何度でも、伝える愛の言葉。

『お前さぁ、』

『でも、』


悠斗の声を遮って悟が続ける。



『誠太は本当に大事な仲間だ。兄貴が居るからその筋でデビューできるかもしれないと思ってたことは事実だけど、メンバーとして信頼できるし尊敬してる。兄貴の存在だけが一緒にやってきた理由じゃない。
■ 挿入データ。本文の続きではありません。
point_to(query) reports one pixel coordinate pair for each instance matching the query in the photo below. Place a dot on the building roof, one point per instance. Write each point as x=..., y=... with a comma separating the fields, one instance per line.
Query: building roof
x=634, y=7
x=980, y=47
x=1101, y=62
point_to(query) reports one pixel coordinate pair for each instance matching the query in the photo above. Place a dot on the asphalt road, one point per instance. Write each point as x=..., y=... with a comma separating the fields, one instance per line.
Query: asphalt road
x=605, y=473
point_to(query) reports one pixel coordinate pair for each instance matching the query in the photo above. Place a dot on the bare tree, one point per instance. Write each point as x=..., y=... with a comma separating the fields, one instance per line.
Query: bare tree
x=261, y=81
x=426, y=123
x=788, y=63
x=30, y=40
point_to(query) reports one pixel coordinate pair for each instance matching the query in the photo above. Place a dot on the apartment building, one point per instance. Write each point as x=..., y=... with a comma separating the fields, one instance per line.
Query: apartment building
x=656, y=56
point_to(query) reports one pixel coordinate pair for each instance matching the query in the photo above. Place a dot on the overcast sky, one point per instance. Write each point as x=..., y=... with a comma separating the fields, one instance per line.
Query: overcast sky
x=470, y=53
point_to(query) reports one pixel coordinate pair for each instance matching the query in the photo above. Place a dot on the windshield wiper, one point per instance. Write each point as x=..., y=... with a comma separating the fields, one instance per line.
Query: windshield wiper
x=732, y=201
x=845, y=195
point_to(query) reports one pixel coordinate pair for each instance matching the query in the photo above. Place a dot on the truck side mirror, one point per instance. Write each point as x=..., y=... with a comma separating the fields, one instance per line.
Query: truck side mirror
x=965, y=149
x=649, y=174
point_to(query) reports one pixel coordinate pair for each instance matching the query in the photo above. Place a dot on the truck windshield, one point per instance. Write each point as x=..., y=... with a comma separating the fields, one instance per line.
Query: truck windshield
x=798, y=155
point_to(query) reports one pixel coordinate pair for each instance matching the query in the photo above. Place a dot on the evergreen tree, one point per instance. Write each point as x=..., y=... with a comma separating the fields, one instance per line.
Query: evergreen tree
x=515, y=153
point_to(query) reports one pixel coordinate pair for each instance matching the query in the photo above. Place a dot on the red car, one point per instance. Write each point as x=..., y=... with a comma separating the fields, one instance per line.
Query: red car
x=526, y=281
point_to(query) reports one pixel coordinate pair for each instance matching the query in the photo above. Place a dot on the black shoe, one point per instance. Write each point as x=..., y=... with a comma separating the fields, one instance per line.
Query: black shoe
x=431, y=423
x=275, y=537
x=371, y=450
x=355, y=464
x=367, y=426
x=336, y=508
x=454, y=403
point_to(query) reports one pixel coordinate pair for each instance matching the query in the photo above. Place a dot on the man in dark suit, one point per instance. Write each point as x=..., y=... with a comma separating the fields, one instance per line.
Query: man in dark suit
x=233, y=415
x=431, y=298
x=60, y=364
』


確かに誠太は彼女彼女と言いながらも練習も本気ですると言っていた。

だけど1度聞いてしまった言葉が消えるわけじゃない。



『…どういうこと?』


聞こえてきた声は、その場の誰の声でもなかった。

3人が同時に声の方へ顔を向けると、ドアノブを握ったまま立ち尽くしている誠太が居た。



「誠太…。」


戻って来たのだ。

俺たちの元へ。

考える時間が欲しいと言って立ち去ったけれど何かを伝えようとここに戻って来た誠太に、あまりにもつらい言葉を聞かせてしまった。



『兄貴が居るからデビューできるかもしれないって…そう思って俺とバンドやってきたのかよ。』


いつもの誠太とはあまりにも違いすぎるか細い声に胸が締め付けられていく。